De repente me vi en el piso cubierta de almohadas, sí, nos tiraron todas sus almohadas y se subieron encima de nosotras. Me tengo que vengar.

●●●●

Después de ver varias películas de terror llegó la hora de la verdad. En todas las pijamadas es muy popular jugar el llamado "reto o verdad" el cual consiste en elegir una de esas opciones, si eliges reto tienes que hacer lo que te digan y si eliges verdad tienes que contestar sus macabras preguntas, nunca son preguntas buenas.

- te toca Melanie ¿reto o verdad?

- mm elijo reto- mala elección.

- te reto a que hagas enojar a un desconocido- que mala el Rebeca, en buen sentido.

Melanie toma el teléfono y marca un número aparentemente desconocido, todas empezamos a reír pero ella nos mandó a callar para que los que están en la otra línea no escuchen ese escándalo.

- ¿disculpe se encuentra Jeison?

- aquí no vive ningún Jei... - melanie ni la dejó hablar, lo cual es bastante gracioso.
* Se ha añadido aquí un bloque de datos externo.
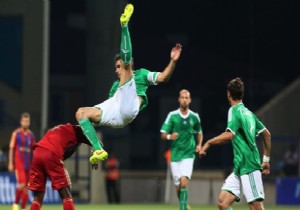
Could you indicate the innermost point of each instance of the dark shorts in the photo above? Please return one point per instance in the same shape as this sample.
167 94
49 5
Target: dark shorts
47 164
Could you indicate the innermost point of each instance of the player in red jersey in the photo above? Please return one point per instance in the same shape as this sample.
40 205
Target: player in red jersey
57 145
20 151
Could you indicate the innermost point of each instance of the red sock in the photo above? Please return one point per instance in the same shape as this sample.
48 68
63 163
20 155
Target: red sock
35 205
68 204
18 195
24 200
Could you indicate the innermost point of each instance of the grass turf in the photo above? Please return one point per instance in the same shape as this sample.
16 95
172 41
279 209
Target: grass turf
149 207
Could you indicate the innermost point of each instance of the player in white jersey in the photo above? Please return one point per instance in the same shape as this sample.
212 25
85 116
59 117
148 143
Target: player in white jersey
127 95
181 126
242 129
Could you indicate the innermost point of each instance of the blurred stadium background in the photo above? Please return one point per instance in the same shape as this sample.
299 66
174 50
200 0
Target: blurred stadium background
56 56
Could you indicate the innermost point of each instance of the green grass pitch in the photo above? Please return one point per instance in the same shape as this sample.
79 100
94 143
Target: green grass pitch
150 207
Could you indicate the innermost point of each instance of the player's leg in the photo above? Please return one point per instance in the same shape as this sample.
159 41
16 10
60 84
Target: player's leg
226 199
24 199
37 203
20 177
186 169
253 189
66 197
85 116
230 192
183 193
37 179
126 48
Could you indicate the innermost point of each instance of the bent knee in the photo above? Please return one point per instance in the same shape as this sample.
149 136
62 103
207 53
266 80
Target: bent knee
79 113
222 204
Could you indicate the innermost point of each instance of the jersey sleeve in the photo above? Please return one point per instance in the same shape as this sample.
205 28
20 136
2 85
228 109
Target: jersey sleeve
198 127
151 76
167 125
232 122
260 127
113 89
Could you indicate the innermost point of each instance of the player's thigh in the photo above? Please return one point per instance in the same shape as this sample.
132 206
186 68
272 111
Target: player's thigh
57 172
20 173
182 168
226 199
37 179
257 205
253 187
232 185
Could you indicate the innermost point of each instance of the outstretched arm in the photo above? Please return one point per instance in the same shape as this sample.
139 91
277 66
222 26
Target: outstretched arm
267 151
166 74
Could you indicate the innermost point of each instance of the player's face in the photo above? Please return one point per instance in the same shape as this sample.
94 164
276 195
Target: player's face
184 99
25 122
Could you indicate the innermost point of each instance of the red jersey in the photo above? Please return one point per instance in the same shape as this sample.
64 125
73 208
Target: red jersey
63 140
23 144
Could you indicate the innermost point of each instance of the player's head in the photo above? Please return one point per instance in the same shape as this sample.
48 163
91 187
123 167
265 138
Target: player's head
25 120
235 89
184 98
119 64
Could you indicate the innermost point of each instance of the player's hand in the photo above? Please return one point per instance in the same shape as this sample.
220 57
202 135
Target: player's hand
176 51
95 166
173 136
97 156
265 168
203 150
198 148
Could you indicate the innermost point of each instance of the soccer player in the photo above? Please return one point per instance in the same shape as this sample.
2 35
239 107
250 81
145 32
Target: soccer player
242 128
57 145
127 96
20 151
181 126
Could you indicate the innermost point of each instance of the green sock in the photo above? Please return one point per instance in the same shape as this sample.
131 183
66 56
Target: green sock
183 198
126 48
90 133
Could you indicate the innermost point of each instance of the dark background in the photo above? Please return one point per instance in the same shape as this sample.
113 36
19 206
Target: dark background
222 39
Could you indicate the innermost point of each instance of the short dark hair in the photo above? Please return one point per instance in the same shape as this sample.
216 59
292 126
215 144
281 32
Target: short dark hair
25 115
118 57
236 88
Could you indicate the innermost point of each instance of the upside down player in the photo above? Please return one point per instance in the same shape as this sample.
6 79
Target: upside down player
127 95
57 145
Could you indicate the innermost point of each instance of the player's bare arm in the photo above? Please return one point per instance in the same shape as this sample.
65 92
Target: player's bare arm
169 136
199 142
266 135
166 74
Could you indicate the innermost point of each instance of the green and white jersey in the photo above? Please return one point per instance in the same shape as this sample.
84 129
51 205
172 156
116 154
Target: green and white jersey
143 79
245 126
186 126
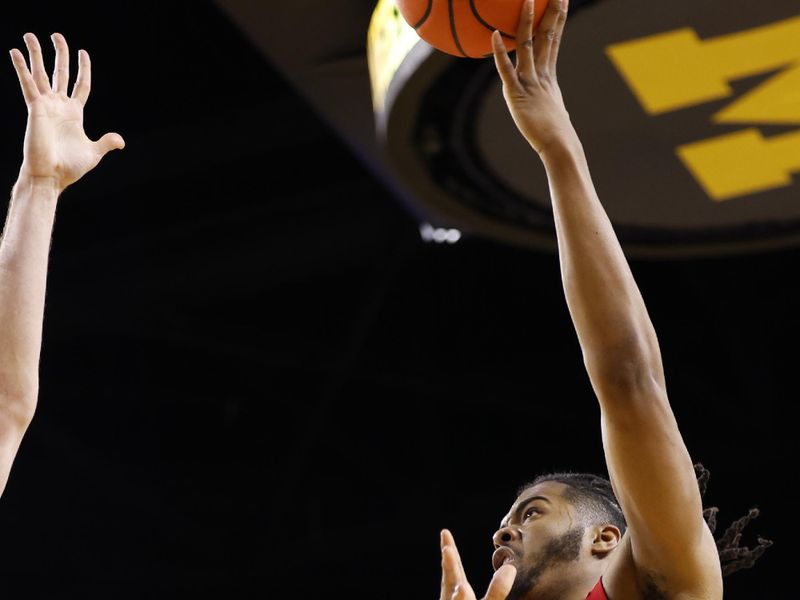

- hágame el favor de decirle que venga a atender sus hijos,cómo es posible que yo tenga que llamarlo a cada rato para que me mande algo para cocinar - ella suena bastante convincente- tengo unos 2 días intentando comunicarme con el, yo se que no le gusta que llame a su casa pero necesito mi dinero.

- ¿qué acabas de decir? De Nelson tiene más hijos aparte de los mios- la mujer de la otra línea suena molesta.

- ¿ese el el nombre que el le dijo? A mi me dijo que se llamaba Jeison - no puedo con la risa.

- deja que lo vea le voy a dar...- y sin más colgamos.

Siento que va a ser una noche de locos.